Laurence is not a Hollywood-style "message" film. It is not about Fred's education in LGBT politics, or about the title character's learning self-acceptance. It's about Fred's messy love for Laurence -- a love that transcends any recognition of gender identity but coexists, maddeningly, with what academics would call Fred's phallic fixation, and what the earthy, intensely relatable Clément presents as an abiding desire for dick. This paradox isn't played for laughs, nor is it a source of shame. Dolan loves his characters and nurtures his fine performers. There isn't a bum bit of acting in the entire, nearly three-hour film.

Clément is like a Canadian Anna Magnani, sturdy and sexy and capable of shutting people up (as in a remarkable scene in which Fred, feeling like a creature enclosed in a zoo, and tired of fielding inane and condescending questions from those who stare at the trans woman that she so desperately loves, explodes at a waitress in a Montréal café). As the haughty and horridly hypocritical Stéfie, Chokri displays her usual lip-curling disdain; she's still too new to the screen for one to be able to tell if she can achieve such devilish insolence outside Dolan's direction. As Laurence's similarly lofty but far more adaptable and dependable mother, the iconic Nathalie Baye brings a bracing quality to the film, fighting her son's demand for love as if it were a strategy of extortion.

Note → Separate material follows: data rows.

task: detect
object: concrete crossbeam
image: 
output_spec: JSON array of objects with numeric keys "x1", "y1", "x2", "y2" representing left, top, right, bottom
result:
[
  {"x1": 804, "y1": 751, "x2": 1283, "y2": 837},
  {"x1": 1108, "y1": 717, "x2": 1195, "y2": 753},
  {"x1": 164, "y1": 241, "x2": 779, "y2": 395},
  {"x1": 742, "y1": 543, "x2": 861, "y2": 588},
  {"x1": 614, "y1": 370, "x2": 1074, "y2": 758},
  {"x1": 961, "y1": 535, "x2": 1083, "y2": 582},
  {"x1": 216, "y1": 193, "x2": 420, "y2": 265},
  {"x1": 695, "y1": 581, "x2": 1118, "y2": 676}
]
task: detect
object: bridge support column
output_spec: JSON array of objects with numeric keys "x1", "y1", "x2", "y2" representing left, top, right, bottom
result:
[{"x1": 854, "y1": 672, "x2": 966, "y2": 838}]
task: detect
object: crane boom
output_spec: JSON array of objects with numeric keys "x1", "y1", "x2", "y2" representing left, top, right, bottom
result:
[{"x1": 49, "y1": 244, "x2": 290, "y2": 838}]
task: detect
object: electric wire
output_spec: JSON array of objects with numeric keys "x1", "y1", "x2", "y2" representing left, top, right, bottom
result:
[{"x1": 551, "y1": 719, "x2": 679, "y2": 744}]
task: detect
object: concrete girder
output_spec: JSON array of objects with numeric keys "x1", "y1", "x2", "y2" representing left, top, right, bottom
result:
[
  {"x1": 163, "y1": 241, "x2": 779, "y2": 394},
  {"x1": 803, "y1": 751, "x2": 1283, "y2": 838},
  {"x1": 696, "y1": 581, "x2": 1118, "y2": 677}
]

Everyone adored Baye as the sprightly script girl in Truffaut's Oscar-winning Day for Night (she was the jauntily lovely Ludivine Sagnier of the '70s), and also as the ethereal mother of Leonardo DiCaprio (and the one-time wife of Christopher Walken) in Spielberg's Catch Me If You Can. In Spielberg's hands, she was the essence of fair French charm, seen as if through a gossamer screen. In Laurence, she's a lioness. Look for the dream sequence (or is it really a represented reality?) in which her petite Julienne hoists a hefty, box-like analog television set (another marker of the film's historical moment) and tosses it to the floor as if it were a mere milk carton.

Reportedly, Louis Garrel was Dolan's first choice to play Laurence. It's hardly a pity that Garrel was unable to take the role, not because he's a bad actor (far from it) but because he's still somewhat too young (or at least too young-looking) to play Laurence, a character who requires a hint of having led a long, passionate yet compulsorily "heterosexual" life prior to the point at which the film begins (with a bang, and a montage of disquieting, transphobic gazes). If Garrel would not have worked for Laurence, then Poupaud, who ultimately played the part, is no longer the cruelly blank male ingénue of Le Divorce, a film in which his hot, thoughtless young thing betrays the more worldly Naomi Watts by shacking up with an irritating teen "artist." In Laurence, he's not only ripe and full of depth; he also gives a performance for the ages.

The film's running time is entirely necessary. You don't feel it; Dolan's touch is so assured that he transports you, as if on a tidal wave, across the 10 years of his narrative as well as through the real time of your lived theater experience. When I saw the film at the Angelika, a few elderly ladies, taking a break from what appeared, by the presence of giant paper bags, to have been a ponderous shopping spree, started chatting with each other during the opening credits. I couldn't quite make out what they were saying to each other (were they criticizing the film, offering a few transphobic remarks?), but it was clear, from the mere fact of their speech, that Laurence simply wasn't working for them.

It was their loss, of course, and after they'd left, about two hours into the film, the remaining audience members nestled into their seats, in a collective thrall unlike any that I have experienced in recent years. There were no glowing cellphone screens, no restless rattles. When the film's final scene came -- a flashback as cathartic as it is erotic -- I could feel the room rumble, ever so gently (and not from the trains that so often interrupt an Angelika experience). When the closing credits appeared, no one budged. For the first time in a long time, I wasn't the only moviegoer to remain in my seat until the last possible minute -- a testament, I think, to the tremendous achievement of Laurence Anyways. See it soon.